Their comments came just a day after The Church of Jesus Christ of Latter-day Saints issued a statement saying the church "favors measures that define marriage as the union of a man and a woman and that do not confer legal status on any other sexual relationship."
That statement expanded on a previous pronouncement in which the church supported a constitutional amendment to preserve traditional marriage but did not refer to other relationships.
The proposed Utah amendment would prevent other relationships from being "recognized as a marriage or given the same or substantially equivalent legal effect," a provision that has been called "bad law" by Republican Attorney General Mark Shurtleff and others.
No one was saying the amendment wasn't going to pass Wednesday, but there was concern expressed that its supporters might become complacent, especially with what some saw as an endorsement from the LDS Church.

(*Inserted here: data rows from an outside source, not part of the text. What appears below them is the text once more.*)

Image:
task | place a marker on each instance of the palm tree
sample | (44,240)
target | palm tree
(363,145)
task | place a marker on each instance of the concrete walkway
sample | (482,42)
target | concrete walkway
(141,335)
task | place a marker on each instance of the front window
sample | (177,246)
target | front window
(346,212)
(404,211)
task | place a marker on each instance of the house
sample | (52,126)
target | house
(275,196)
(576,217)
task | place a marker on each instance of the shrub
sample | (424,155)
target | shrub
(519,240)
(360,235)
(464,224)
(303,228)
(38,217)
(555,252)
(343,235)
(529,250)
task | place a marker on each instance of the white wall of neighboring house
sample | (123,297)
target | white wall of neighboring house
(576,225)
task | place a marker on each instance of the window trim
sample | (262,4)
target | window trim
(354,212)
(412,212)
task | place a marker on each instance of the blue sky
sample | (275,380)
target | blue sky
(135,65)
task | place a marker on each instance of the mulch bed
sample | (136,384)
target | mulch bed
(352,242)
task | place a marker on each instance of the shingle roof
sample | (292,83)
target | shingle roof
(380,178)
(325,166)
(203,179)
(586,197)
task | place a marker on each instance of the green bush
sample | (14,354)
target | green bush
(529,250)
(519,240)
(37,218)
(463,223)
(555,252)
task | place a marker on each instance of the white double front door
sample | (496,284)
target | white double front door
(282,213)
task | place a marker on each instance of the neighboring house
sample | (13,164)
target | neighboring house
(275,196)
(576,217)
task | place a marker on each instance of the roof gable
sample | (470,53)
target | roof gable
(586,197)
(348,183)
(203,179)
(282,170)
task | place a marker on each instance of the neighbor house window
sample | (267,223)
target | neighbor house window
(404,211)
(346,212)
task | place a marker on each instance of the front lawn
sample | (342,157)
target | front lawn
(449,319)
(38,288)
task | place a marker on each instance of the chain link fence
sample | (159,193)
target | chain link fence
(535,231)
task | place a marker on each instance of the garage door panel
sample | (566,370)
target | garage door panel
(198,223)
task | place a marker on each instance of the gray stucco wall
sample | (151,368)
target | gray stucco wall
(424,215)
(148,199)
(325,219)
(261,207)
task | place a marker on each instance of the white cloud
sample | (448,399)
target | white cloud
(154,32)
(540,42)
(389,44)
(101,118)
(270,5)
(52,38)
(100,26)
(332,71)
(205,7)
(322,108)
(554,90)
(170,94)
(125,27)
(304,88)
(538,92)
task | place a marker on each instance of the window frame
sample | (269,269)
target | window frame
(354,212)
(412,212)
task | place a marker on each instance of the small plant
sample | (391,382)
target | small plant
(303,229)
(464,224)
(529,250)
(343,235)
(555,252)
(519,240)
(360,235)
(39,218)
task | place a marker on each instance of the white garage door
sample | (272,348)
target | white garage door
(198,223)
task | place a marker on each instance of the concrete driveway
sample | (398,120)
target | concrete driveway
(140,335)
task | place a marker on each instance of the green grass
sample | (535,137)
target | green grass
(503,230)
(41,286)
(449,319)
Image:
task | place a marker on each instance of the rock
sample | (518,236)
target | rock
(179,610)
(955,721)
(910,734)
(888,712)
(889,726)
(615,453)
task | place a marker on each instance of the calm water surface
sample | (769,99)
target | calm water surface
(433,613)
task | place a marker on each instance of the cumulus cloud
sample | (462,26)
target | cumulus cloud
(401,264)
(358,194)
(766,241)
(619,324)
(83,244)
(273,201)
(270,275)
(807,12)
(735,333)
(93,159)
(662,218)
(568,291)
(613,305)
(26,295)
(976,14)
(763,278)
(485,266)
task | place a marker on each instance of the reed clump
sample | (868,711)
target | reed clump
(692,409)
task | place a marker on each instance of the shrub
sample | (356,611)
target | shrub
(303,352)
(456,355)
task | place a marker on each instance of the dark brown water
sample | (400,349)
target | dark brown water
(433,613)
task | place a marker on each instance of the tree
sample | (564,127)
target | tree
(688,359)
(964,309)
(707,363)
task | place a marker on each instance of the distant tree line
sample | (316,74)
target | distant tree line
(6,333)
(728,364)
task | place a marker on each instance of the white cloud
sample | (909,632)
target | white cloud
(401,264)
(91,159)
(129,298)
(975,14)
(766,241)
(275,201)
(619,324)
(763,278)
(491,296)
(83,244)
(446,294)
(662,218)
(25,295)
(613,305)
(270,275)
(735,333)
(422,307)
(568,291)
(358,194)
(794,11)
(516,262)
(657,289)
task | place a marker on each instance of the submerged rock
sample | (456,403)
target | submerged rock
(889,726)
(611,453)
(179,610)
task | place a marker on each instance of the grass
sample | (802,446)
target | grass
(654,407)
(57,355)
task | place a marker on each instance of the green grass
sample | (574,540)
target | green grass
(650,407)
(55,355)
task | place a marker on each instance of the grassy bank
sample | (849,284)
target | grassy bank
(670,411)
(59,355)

"There is a potential for people to let down and think it's over," Senate Majority Whip John Valentine, R-Orem, said. He said the GOP senators talked about the need for a "coordinated effort in the last two weeks before the election."
How to spend what's left of $250,000 for the pro-amendment campaign also came up during the closed-door session, Senate Majority Leader Michael Waddoups, R-Taylorsville, said. "We don't want to tip our hands," he said of the strategizing.
Scott McCoy, of the Don't Amend Alliance campaign against the amendment, said he's still curious as to where amendment supporters' money is coming from. As of the Sept. 15 campaign filing deadline supporters had raised a combined $16,480.
"The other side has always been terrified we've got some massive amount of liberal money coming in from out of state. They are paranoid," McCoy said.
McCoy, who earlier this month said his campaign had raised nearly $619,000, 87 percent of which was from in-state sources, said his campaign is intensifying its efforts.
Waddoups saw the statement from the LDS Church as endorsing Amendment 3. "That's about as close to endorsing it as you can get without saying, 'Go out and vote for Amendment 3' in my mind," he said.